Selenium open pop up window [Python]

Question

I am trying to click a link by:

driver.find_element_by_css_selector("a[href='javascript:openhistory('AXS0077')']").click()

This works nice if the link opens in a new window but in this case the link actually opens a pop up window. When I try clicking the link with this method, using selenium it gives me an error:

Message: u"The given selector a[href='javascript:openhistory('AXS0077')'] is either invalid or does not result in a WebElement. The following error occurred:\nInvalidSelectorError: An invalid or illegal selector was specified"

Is this not the right way ? because I think there may be some different way to deal with pop windows.

Answer 1

I have more success using find_by_xpath

Take this site as an example popups

I use firebug to inspect the element and get the xpath.
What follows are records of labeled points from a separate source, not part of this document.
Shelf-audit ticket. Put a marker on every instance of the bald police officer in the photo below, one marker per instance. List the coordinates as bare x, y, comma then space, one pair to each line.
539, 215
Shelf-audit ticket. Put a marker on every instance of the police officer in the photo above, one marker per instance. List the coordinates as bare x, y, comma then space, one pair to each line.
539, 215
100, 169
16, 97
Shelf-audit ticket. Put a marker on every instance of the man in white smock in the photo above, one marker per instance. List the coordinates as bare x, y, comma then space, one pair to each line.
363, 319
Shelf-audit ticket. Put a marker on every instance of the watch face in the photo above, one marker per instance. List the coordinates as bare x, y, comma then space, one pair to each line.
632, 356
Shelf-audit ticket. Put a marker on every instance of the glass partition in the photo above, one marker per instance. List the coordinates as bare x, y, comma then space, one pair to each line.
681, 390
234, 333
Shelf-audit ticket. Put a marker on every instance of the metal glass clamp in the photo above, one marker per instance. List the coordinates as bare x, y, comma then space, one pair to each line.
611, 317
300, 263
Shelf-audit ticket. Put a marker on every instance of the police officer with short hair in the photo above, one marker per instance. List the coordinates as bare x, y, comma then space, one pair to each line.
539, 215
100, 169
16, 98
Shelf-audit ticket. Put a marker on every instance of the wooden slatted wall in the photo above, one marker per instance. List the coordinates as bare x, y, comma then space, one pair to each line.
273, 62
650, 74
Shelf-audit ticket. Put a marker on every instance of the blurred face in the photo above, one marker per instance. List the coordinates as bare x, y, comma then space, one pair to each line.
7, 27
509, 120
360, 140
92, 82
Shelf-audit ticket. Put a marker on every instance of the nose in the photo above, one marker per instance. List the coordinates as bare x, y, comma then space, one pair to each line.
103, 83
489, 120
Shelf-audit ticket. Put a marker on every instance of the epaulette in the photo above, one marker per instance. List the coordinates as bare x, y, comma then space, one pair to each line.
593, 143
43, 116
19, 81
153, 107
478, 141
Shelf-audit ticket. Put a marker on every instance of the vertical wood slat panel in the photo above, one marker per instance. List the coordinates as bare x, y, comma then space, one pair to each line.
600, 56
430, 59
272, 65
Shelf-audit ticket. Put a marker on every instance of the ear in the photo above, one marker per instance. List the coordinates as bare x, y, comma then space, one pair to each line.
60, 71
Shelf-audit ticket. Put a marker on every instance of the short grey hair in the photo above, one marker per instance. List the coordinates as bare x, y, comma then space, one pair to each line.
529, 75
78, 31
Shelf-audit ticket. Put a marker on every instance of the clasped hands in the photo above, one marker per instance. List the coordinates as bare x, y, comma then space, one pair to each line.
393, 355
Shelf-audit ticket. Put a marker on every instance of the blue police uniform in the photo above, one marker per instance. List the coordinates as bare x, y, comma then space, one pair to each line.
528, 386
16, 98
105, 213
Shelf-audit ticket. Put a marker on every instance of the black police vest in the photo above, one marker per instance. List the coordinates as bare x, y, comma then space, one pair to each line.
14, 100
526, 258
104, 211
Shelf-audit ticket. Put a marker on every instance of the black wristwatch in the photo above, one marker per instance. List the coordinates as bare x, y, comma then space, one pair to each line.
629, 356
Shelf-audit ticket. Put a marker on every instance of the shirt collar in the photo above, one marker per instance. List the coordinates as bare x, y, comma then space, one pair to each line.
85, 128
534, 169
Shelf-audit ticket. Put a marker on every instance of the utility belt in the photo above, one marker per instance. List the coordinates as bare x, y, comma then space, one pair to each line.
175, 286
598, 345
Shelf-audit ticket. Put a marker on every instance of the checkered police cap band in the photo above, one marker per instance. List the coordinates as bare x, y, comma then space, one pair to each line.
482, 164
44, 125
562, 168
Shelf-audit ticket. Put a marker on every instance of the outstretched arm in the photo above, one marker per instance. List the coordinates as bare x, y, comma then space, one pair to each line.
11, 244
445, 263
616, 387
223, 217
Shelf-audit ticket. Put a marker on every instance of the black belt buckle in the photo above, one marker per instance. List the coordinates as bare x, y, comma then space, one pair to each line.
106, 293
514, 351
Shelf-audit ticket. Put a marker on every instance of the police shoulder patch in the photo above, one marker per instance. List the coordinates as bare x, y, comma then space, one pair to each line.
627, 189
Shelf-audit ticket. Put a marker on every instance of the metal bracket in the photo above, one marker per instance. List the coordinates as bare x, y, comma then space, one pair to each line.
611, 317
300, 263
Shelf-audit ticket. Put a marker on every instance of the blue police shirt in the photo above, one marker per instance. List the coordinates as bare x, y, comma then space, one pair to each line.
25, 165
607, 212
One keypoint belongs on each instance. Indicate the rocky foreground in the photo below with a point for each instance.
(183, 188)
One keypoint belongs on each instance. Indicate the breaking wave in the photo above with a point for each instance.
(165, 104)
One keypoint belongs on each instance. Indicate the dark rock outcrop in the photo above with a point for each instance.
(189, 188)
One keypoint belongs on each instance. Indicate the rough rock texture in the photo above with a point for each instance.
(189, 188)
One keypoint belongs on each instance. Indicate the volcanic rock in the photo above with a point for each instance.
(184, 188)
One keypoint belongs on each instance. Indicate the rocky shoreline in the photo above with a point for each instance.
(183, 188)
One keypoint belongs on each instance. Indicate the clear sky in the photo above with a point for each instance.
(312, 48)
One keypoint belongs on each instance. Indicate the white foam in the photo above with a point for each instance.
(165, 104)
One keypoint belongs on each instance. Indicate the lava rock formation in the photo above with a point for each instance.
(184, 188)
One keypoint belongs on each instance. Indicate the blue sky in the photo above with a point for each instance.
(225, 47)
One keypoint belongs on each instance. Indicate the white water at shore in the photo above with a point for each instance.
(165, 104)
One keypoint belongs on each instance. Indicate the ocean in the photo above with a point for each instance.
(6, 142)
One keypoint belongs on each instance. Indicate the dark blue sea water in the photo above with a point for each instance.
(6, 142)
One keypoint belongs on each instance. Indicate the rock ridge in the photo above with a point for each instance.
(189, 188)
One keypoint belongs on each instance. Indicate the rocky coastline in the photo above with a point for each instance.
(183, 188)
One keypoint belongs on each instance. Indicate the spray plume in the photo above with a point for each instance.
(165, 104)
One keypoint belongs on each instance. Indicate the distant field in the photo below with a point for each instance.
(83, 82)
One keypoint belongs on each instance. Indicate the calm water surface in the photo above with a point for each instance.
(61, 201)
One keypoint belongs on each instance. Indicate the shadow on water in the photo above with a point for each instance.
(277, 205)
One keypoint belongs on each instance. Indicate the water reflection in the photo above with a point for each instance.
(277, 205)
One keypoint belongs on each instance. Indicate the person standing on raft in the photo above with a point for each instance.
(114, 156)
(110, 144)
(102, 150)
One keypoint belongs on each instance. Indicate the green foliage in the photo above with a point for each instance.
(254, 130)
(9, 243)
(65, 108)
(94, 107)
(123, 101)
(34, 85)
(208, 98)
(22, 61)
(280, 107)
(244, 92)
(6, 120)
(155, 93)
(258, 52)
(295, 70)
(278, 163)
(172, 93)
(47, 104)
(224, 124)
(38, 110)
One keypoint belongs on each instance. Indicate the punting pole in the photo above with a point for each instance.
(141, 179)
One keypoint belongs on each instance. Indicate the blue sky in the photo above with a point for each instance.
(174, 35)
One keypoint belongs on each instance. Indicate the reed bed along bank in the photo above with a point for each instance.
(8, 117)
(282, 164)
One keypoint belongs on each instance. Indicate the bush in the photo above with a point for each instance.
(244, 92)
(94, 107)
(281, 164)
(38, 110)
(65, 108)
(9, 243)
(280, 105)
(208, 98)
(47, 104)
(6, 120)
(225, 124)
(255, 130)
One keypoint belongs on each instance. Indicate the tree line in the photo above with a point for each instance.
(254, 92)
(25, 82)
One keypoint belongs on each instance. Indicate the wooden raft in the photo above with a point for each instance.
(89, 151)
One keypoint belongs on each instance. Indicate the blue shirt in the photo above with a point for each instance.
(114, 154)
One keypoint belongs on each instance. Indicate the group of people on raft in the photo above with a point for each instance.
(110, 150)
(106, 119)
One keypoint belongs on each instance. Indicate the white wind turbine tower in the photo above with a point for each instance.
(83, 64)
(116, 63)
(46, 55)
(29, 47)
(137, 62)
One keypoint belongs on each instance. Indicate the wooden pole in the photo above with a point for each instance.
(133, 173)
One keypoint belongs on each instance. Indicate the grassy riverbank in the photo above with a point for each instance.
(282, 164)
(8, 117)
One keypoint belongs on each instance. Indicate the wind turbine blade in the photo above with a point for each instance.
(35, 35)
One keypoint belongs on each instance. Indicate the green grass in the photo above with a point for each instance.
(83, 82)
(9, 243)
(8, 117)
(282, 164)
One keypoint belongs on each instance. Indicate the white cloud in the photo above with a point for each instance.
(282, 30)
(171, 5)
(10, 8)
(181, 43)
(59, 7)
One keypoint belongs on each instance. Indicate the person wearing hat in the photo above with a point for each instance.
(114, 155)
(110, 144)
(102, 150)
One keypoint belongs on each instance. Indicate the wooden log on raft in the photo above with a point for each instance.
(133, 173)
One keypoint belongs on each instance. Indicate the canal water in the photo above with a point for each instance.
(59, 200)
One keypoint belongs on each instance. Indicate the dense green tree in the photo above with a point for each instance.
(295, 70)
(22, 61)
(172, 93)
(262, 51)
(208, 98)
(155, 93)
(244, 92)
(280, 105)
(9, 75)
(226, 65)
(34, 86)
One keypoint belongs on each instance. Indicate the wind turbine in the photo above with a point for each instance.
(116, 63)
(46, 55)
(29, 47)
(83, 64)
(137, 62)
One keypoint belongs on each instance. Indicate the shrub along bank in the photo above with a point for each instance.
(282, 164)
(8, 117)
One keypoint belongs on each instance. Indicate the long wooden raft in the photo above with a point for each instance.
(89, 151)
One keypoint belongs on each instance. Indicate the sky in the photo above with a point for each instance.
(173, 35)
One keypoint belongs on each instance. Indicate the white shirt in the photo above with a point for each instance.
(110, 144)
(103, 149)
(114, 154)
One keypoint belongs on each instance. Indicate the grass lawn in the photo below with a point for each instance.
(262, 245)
Then using the following works perfectly.

from selenium import webdriver

baseurl="http://www.globalrph.com/davescripts/popup.htm"

dr = webdriver.Firefox()
dr.get(baseurl)
dr.find_element_by_xpath("/html/body/div/center/table/tbody/tr[7]/td/div/table/tbody/tr/td[2]/div[1]/form/table/tbody/tr[4]/td[1]/a").click()

Answer 2

Your css selector could be more generic, perhaps:

driver.find_element_by_css_selector("a[href^='javascript']").click()

You've got all kinds of crazy overlapping quotation marks there. You're probably confusing it.